Despite all the commercialism, childish greediness, spiked eggnog, and endless gift-wrapped mountains of materialistic extravagance, there's a lot not to like about Christmas.

Number one on this list has to be "Happy Holidays".

"Happy Holidays" is the neutered expression we now have circulating amongst our politically-correct society. Don't get me wrong, I understand the reasoning behind it: Some of the coworkers, supermarket employees, and friends of friends we run into during these winter days might not actually be investing in a Christmas tree to celebrate their particular holiday. Therefore, let's skip the whole "I actually give a shit about you enough to find out what it is you are celebrating so that I can offer you the appropriate greeting", and cut to the chase.

"Happy Holidays, I gotta go, have a nice life."

Personally, the problem I have with "Happy Holidays" is that I don't actually want to wish someone a happy holiday if I don't endorse the particular holiday. "Happy Holidays" is a blank check on holiday endorsement. If you celebrate Kwanzaa, for example, by no means do I want you to have a happy one. If I did, I would have said "Happy Black Power Day". But I didn't, did I?

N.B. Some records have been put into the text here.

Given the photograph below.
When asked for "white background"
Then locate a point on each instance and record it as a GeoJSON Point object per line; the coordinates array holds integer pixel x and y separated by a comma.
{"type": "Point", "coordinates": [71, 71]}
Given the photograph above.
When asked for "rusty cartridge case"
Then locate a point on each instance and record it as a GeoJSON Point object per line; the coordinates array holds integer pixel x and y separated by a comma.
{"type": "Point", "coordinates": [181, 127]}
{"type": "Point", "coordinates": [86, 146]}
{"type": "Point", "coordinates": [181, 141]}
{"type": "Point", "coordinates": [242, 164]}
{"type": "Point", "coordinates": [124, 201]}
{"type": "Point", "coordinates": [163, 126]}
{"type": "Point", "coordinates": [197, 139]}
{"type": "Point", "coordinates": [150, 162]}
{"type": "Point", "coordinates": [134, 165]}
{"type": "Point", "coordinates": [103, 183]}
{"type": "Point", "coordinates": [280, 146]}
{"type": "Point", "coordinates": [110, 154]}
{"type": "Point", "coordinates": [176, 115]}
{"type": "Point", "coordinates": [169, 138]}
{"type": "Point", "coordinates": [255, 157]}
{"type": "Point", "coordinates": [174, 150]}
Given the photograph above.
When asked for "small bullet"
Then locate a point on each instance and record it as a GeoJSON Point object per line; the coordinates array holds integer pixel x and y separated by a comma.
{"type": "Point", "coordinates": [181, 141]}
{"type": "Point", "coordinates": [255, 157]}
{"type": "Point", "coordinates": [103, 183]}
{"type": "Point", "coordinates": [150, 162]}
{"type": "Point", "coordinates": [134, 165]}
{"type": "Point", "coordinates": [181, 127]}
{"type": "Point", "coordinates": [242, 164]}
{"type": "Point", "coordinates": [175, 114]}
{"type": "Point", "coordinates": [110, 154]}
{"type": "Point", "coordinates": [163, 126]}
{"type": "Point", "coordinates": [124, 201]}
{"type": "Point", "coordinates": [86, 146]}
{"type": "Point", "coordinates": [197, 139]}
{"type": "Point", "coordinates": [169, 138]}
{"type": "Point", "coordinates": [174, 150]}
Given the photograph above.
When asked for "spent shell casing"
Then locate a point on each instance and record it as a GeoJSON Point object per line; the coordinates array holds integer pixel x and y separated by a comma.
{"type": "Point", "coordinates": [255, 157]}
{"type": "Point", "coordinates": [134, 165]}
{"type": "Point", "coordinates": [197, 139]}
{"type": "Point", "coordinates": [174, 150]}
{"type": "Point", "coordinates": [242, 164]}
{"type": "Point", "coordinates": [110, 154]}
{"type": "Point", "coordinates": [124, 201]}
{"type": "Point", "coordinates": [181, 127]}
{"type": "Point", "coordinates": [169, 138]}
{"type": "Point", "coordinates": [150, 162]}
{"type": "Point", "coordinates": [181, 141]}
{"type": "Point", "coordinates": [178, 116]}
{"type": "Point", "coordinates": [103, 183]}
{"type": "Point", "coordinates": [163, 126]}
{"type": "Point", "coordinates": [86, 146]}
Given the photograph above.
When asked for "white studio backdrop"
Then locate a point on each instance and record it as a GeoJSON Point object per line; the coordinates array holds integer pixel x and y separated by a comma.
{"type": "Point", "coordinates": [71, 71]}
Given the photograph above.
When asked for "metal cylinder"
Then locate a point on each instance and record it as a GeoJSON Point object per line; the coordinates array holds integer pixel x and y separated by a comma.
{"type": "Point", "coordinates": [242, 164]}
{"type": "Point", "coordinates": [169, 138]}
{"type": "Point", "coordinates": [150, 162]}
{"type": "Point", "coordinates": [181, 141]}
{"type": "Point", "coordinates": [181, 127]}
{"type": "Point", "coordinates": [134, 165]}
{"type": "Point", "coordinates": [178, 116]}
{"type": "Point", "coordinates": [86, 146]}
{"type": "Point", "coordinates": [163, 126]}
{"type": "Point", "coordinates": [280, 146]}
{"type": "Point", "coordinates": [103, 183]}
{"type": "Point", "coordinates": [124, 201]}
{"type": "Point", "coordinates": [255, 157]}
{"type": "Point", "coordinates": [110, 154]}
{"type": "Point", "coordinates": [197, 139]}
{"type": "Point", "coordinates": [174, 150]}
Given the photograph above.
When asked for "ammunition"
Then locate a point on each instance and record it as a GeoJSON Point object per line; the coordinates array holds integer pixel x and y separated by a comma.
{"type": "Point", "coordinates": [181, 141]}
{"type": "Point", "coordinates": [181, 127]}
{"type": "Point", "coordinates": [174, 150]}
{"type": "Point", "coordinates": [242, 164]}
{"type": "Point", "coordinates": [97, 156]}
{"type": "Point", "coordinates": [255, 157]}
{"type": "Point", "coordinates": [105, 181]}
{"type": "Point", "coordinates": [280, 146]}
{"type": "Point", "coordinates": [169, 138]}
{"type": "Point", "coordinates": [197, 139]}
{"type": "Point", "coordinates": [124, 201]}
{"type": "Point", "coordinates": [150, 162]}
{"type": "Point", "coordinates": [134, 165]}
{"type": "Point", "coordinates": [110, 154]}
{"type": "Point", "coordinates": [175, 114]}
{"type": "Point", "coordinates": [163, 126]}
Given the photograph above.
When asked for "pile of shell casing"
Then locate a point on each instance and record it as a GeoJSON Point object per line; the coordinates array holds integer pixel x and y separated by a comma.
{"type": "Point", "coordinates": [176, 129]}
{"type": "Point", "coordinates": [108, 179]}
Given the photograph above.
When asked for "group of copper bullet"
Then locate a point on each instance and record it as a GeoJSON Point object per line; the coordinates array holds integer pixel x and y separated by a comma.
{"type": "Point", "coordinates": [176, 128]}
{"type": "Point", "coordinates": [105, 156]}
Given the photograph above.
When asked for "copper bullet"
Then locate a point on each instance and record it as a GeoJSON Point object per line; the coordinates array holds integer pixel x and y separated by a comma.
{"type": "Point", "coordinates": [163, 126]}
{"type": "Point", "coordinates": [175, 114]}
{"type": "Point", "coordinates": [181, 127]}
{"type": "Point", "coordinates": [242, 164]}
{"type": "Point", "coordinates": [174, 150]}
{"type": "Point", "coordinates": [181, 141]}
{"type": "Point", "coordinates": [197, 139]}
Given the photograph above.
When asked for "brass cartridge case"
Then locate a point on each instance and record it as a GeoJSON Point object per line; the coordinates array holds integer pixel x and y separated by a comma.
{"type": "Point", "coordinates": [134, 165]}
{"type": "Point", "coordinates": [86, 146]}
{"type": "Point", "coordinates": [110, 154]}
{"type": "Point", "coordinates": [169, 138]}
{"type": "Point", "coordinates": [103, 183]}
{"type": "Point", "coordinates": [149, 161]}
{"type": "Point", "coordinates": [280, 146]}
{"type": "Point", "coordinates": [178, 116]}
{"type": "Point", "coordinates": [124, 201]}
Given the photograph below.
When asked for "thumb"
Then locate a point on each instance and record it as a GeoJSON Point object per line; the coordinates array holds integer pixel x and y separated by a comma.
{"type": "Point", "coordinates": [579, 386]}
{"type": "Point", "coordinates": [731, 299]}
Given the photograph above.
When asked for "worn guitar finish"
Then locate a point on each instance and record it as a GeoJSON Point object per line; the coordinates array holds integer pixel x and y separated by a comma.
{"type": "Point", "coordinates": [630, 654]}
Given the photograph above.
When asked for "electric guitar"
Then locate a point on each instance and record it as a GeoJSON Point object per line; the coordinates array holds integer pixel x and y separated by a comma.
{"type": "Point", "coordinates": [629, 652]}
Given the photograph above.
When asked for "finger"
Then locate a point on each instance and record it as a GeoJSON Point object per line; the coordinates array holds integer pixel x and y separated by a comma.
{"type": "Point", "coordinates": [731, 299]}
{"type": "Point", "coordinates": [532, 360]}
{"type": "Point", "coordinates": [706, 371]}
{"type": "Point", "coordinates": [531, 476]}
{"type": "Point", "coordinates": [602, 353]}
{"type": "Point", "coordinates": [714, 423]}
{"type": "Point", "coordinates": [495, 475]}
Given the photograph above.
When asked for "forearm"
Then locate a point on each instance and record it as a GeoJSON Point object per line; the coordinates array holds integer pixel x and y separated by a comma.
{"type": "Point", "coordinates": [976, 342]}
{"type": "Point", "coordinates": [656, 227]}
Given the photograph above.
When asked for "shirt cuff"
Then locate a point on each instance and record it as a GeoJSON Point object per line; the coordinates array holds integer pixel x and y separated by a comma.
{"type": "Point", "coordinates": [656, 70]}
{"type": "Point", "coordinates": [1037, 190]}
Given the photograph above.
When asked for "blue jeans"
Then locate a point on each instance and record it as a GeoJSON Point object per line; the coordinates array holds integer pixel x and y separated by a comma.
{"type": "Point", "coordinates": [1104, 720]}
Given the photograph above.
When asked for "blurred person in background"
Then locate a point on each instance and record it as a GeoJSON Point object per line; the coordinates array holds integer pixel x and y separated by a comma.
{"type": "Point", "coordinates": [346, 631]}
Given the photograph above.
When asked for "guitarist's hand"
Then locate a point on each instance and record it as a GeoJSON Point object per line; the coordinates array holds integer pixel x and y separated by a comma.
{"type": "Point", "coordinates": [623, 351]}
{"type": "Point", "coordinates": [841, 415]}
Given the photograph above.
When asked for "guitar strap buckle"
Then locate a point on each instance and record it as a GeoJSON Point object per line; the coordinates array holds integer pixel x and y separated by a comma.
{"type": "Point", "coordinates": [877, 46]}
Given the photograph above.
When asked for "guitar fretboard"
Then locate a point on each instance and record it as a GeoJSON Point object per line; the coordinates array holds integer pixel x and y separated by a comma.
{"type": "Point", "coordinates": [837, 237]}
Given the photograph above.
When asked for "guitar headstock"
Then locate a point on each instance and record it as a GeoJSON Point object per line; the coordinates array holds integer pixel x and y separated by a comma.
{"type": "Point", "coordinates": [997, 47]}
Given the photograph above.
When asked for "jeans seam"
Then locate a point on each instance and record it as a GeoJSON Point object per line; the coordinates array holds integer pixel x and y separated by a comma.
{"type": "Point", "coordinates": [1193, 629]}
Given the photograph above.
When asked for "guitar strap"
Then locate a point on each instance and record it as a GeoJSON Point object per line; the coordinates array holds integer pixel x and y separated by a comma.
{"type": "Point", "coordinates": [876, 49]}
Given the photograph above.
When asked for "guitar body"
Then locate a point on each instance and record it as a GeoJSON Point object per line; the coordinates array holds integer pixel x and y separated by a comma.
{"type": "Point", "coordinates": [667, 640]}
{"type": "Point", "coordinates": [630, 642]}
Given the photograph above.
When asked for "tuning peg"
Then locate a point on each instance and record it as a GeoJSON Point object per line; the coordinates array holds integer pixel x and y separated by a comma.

"Merry Christmas" isn't a bad alternative, but I have problems with this phrase, too. First of all, there's that glaring "Christ" thing sticking out like a sore thumb. (Make that a "sore stigmata".) I understand that Christmas, in essence, is not a religious holiday, which is why I participate in it at all. But can't we just go all the way and extricate Jesus Christ from Christmas entirely? When I bought the big Play-Doh activity set for a particular four-year-old girl in my life, the last thing I had on my mind was the son of God.

I challenge anyone to enter a Toys R Us and hold the image of a man dying on a cross for a duration of more than three seconds.